Since the turn of the century, technological advances have made it possible to obtain the molecular profile of any tissue in a cost-effective manner. Among these advances are sophisticated high-throughput assays that measure the relative abundances of microorganisms, RNA molecules, and metabolites. While these data are most often collected to gain new insights into biological systems, they can also be used as biomarkers to create clinically useful diagnostic classifiers. How best to classify high-dimensional -omics data remains an area of active research. However, few explicitly model the relative nature of these data and instead rely on cumbersome normalizations. This report (i) emphasizes the relative nature of health biomarkers, (ii) discusses the literature surrounding the classification of relative data, and (iii) benchmarks how different transformations perform for regularized logistic regression across multiple biomarker types. We show how an interpretable set of log contrasts, called balances, can prepare data for classification. We propose a simple procedure, called discriminative balance analysis, to select groups of 2 and 3 bacteria that can together discriminate between experimental conditions. Discriminative balance analysis is a fast, accurate, and interpretable alternative to data normalization. High-throughput sequencing provides an easy and cost-effective way to measure the relative abundance of bacteria in any environmental or biological sample. When these samples come from humans, the microbiome signatures can act as biomarkers for disease prediction. However, because bacterial abundance is measured as a composition, the data have unique properties that make conventional analyses inappropriate. To overcome this, analysts often use cumbersome normalizations. This article proposes an alternative method that identifies pairs and trios of bacteria whose stoichiometric presence can differentiate between diseased and nondiseased samples. By using interpretable log contrasts called balances, we developed an entirely normalization-free classification procedure that reduces the feature space and improves the interpretability, without sacrificing classifier performance.

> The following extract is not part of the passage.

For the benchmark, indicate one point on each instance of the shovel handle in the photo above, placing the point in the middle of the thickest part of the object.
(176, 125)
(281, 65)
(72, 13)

自世纪之交以来,技术进步使得以经济高效的方式获取任何组织的分子图谱成为可能。这些进步包括先进的高通量检测方法,可测量微生物、RNA分子和代谢物的相对丰度。虽然收集这些数据大多是为了深入了解生物系统,但它们也可用作生物标志物来创建临床有用的诊断分类器。如何最好地对高维组学数据进行分类仍是一个活跃的研究领域。然而,很少有方法明确对这些数据的相对性质进行建模,而是依赖繁琐的归一化处理。本报告(i)强调健康生物标志物的相对性质,(ii)讨论围绕相对数据分类的文献,以及(iii)对多种生物标志物类型的正则化逻辑回归中不同变换的性能进行基准测试。我们展示了一组可解释的对数对比(称为平衡)如何为分类准备数据。我们提出了一种简单的程序,称为判别平衡分析,以选择能够共同区分实验条件的2种和3种细菌组合。判别平衡分析是一种快速、准确且可解释的数据归一化替代方法。高通量测序提供了一种简单且经济高效的方法来测量任何环境或生物样本中细菌的相对丰度。当这些样本来自人类时,微生物组特征可作为疾病预测的生物标志物。然而,由于细菌丰度是以组成形式测量的,这些数据具有独特的性质,使得传统分析并不适用。为了克服这一点,分析人员通常使用繁琐的归一化方法。本文提出了一种替代方法,该方法识别其化学计量存在能够区分患病和未患病样本的细菌对和细菌三元组。通过使用称为平衡的可解释对数对比,我们开发了一种完全无需归一化的分类程序,该程序在不牺牲分类器性能的情况下减少了特征空间并提高了可解释性。